Flow Chart Demonstrating that ADAMTS-7 Plays a Role in the Progression of Osteoarthritis
We discovered that ADAMTS-7 plays a role in the progression of osteoarthritis.

In the Liu Lab, our studies have led to the identification of ADAMTS-7 and ADAMTS-12 as two metalloproteinases associated with cartilage destabilization and the pathogenesis of arthritis.

In addition to our investigation into the role of ADAMTS, we have turned our attention to progranulin (PGRN), an autocrine growth factor-like molecule with multiple functions, because it was originally isolated as both a chondrogenic and osteoarthritis-related growth factor in our laboratory. Importantly, we also identified PGRN as a novel binding partner of tumor necrosis factor (TNF) receptors, also known as TNFRs, which are implicated in the regulation of inflammation and autoimmunity.

Graphic Showing that Tumor Necrosis Factor Receptors are Implicated in the Regulation of Inflammation and Autoimmunity
Tumor necrosis factor receptors are implicated in the regulation of inflammation and autoimmunity.

Armed with this knowledge, we focused on the therapeutic potential of PGRN by isolating the domains of PGRN that interact with TNFRs, which led to the development of an engineered protein called “Atsttrin.”

Our primary focus, accordingly, is to further investigate the roles of PGRN in arthritis and autoimmune diseases, in hopes of using PGRN and its derivatives, particularly Atsttrin, in the development of new interventions for various degenerative and inflammatory conditions.

Series of Three Microscopic Images Showing that Progranulin is a Factor Involved in Lysosomal Storage Disorders
We discovered that progranulin is a factor involved in Gaucher disease.

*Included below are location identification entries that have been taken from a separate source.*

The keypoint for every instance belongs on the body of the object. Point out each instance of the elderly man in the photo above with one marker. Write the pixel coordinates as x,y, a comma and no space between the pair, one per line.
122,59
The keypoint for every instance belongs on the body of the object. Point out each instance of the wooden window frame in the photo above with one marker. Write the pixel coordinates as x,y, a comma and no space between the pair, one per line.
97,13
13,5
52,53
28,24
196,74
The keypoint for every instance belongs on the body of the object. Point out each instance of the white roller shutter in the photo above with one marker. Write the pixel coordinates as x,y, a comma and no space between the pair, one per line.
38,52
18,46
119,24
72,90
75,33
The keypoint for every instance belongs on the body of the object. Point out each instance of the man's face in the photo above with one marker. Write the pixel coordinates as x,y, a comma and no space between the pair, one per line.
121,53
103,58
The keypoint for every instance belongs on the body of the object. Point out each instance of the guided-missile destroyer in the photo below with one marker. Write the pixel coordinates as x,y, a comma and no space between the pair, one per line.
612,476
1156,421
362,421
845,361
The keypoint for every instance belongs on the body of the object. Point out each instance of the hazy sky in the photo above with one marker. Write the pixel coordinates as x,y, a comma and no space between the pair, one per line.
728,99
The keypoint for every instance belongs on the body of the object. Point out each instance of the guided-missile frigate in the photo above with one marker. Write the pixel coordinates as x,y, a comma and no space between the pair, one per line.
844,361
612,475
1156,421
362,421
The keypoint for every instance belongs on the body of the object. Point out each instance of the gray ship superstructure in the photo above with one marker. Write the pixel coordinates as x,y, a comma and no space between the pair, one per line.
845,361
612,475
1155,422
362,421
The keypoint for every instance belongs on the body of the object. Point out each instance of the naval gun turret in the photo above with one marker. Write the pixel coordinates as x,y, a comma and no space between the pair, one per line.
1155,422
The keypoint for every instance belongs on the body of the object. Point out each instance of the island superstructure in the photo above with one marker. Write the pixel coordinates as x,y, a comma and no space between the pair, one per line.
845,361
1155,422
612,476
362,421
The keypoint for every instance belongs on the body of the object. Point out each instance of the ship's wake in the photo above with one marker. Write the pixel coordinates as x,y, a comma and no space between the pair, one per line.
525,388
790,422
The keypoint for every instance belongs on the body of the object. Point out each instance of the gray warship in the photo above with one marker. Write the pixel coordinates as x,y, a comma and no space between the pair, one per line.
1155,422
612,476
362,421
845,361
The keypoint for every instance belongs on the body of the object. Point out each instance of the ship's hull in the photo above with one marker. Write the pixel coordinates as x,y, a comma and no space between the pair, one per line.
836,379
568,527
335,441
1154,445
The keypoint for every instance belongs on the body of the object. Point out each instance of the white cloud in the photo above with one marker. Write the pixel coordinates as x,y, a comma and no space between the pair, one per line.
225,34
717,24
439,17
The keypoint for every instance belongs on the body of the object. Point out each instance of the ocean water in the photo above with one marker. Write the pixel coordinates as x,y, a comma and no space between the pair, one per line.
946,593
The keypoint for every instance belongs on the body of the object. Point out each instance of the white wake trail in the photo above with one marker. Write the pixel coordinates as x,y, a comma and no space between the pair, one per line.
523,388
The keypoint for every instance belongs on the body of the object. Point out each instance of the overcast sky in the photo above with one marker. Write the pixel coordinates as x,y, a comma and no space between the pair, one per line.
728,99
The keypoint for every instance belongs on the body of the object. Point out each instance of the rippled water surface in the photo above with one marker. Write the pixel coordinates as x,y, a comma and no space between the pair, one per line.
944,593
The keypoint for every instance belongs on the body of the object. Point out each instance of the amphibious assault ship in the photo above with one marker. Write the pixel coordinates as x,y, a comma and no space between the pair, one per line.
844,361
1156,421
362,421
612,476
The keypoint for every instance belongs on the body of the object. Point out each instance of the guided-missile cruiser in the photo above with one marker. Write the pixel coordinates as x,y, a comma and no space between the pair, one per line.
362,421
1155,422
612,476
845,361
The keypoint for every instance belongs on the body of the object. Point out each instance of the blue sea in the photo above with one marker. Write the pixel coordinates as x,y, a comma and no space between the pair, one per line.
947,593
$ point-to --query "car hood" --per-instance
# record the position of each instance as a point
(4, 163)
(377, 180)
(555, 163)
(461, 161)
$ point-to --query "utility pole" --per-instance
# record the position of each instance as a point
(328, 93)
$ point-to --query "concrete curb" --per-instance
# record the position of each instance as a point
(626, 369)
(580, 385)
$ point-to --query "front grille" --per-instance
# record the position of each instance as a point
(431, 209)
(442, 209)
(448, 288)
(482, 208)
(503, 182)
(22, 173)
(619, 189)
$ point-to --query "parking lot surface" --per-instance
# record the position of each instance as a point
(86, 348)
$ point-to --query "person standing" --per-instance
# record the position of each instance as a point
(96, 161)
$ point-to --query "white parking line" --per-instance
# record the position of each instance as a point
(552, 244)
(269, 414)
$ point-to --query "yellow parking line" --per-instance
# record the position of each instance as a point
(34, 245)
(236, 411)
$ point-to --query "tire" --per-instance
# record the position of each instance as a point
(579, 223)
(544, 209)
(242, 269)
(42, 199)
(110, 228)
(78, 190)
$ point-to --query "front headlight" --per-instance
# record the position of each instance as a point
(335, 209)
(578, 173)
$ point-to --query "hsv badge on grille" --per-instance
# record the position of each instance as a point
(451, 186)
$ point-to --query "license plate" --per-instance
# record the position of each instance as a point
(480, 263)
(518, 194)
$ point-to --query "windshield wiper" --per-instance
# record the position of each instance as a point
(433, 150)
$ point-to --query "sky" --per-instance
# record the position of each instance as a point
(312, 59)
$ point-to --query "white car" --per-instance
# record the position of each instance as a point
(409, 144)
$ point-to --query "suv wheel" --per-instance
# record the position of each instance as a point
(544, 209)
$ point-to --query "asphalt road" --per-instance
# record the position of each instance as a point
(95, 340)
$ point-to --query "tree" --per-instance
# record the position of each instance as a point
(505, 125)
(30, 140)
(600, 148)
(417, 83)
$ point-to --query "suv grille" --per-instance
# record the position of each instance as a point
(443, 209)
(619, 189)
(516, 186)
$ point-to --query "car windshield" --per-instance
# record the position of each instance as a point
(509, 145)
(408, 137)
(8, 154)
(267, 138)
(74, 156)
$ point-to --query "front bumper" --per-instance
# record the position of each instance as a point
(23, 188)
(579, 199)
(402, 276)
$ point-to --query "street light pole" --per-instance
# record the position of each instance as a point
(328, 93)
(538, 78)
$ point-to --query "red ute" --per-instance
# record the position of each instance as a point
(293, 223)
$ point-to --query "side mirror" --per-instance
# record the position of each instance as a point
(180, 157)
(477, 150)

In our efforts to determine the role of PGRN in lung inflammation, we unexpectedly identified PGRN as a factor involved in Gaucher disease, the most common lysosomal storage disease. Isolation of PGRN as a Gaucher disease modifier provides a foundation for future discoveries relating to this crucial factor in its disease pathogenesis, as well as in uncovering a unique target for developing novel therapies to combat Gaucher disease and probably other lysosomal storage diseases as well.